The Akademie der Künste ( AdK for short ) is an institution for the promotion of art based in Berlin , which was founded in 1993 by the union of the East and West Academy. It is the traditional successor to the Prussian Academy of the Arts , whose members included Johann Gottfried Schadow , Carl Friedrich Zelter , Christian Daniel Rauch , Karl Friedrich Schinkel , Adolph von Menzel , Heinrich Zille and Max Liebermann .

history

Friedrich I , founder of the Academy of Arts,
painting by Antoine Pesne

The Berlin Academy of the Arts goes back to the July 11, 1696 by Elector Friedrich III. Academy founded by Brandenburg , who later became King of Prussia, Frederick I. It refers to the tradition of this learned society , which changed the name and also the location several times:

  • 1696–1704 Academy of Mahler, Sculpture and Architecture Art
  • 1704–1790 Royal Prussian Academy of Arts and Mechanical Sciences
  • 1790–1809 Royal Academy of Fine Arts and Mechanical Sciences in Berlin
  • 1809–1882 Royal Prussian Academy of the Arts
  • 1882–1926 Royal Academy of Arts
  • 1926–1945 Prussian Academy of the Arts
  • 1950–1993 German Academy of Arts in East Berlin , from 1972 Academy of Arts of the GDR , from 1990 Academy of Arts in Berlin
  • 1954–1993 Academy of Arts in West Berlin

Today's Akademie der Künste emerged from the last two previous institutions on October 1, 1993.

Structure and tasks

Max Liebermann opened an exhibition in Palais Arnim in 1922

The Akademie der Künste is an exhibition and event location, a meeting place for artists and those interested in art, as well as a place for public debates on art and cultural policy.

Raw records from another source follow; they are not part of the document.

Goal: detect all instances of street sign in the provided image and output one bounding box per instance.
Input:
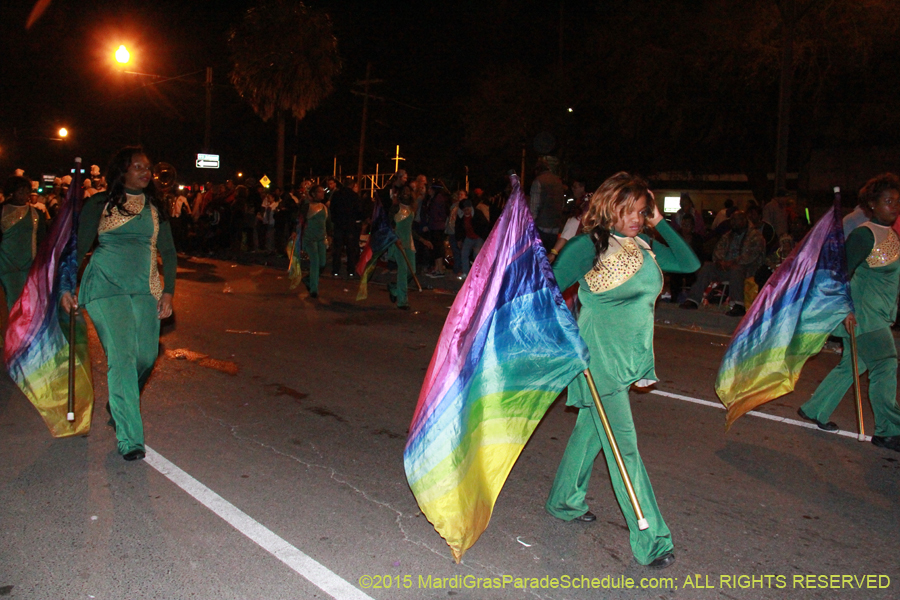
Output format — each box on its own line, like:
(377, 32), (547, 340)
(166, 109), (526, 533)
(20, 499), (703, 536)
(197, 154), (219, 169)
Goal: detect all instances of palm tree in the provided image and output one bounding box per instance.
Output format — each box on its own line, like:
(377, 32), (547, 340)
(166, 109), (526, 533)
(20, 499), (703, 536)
(228, 0), (341, 188)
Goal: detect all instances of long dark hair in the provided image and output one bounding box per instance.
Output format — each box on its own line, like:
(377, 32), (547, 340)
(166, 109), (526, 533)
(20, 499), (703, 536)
(581, 171), (654, 259)
(106, 146), (169, 221)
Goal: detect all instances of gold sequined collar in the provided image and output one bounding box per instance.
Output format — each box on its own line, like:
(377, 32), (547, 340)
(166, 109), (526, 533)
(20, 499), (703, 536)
(97, 194), (147, 233)
(584, 235), (649, 294)
(0, 204), (37, 233)
(862, 221), (900, 269)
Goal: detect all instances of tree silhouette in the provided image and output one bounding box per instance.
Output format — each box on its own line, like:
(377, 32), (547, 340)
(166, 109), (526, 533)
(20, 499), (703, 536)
(228, 0), (341, 188)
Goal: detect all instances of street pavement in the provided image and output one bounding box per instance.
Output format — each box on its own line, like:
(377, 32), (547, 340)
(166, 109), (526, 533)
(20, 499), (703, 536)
(0, 257), (900, 600)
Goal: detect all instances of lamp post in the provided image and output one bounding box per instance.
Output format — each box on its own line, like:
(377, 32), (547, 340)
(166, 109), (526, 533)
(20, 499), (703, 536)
(114, 44), (212, 152)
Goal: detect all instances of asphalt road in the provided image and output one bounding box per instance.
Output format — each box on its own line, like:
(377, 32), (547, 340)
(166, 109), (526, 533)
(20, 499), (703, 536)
(0, 259), (900, 600)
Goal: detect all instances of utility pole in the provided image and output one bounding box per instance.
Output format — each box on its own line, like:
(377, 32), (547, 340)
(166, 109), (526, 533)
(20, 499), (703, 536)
(356, 62), (382, 192)
(203, 67), (212, 152)
(391, 144), (406, 173)
(774, 0), (797, 195)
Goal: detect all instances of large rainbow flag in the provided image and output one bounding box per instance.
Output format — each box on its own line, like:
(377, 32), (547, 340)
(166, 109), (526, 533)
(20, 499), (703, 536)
(716, 203), (853, 429)
(3, 162), (94, 437)
(403, 176), (589, 562)
(356, 198), (398, 300)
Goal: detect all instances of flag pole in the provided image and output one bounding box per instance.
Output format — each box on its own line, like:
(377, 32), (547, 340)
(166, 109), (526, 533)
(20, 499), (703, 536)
(66, 307), (78, 423)
(66, 156), (81, 423)
(394, 240), (422, 292)
(584, 369), (650, 531)
(850, 327), (866, 442)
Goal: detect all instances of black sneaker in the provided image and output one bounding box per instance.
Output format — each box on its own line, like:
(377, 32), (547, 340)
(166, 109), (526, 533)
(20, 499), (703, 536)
(872, 435), (900, 452)
(725, 304), (747, 317)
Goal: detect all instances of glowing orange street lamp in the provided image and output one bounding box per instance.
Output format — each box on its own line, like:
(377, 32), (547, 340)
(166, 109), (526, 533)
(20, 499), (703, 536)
(116, 44), (131, 65)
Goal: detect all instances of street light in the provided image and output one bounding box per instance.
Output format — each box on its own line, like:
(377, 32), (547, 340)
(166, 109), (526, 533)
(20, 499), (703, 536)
(115, 44), (212, 152)
(116, 44), (131, 65)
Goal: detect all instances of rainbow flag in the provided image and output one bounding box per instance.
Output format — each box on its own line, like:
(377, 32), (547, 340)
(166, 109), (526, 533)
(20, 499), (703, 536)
(403, 176), (589, 562)
(716, 204), (853, 429)
(356, 198), (398, 300)
(3, 162), (94, 437)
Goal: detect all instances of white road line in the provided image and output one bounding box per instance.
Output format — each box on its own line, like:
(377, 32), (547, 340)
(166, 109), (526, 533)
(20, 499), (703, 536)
(650, 390), (872, 442)
(145, 447), (373, 600)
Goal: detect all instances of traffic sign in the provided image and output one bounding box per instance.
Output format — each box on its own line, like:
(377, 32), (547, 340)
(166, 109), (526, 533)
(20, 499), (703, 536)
(197, 154), (219, 169)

Your archive is one of the most important interdisciplinary archives on 20th century art. It has exclusively non-profit purposes and according to the law establishing the Academy of the Arts (AdKG) the following tasks:

  • Representation of the entire state in the field of art and culture,
  • Promoting art,
  • Representing the cause of art in society,
  • Developing international impact from Berlin,
  • cultural national development,
  • Maintaining the cultural heritage,
  • Advice and support for the Federal Republic of Germany in matters of art and culture.

Since January 1, 2004, the Academy of the Arts has been a public corporation supported by the Federal Republic of Germany . It has a legal status with the right to self-government. As the grantor, the federal government has a majority of the votes in the Administrative Advisory Board.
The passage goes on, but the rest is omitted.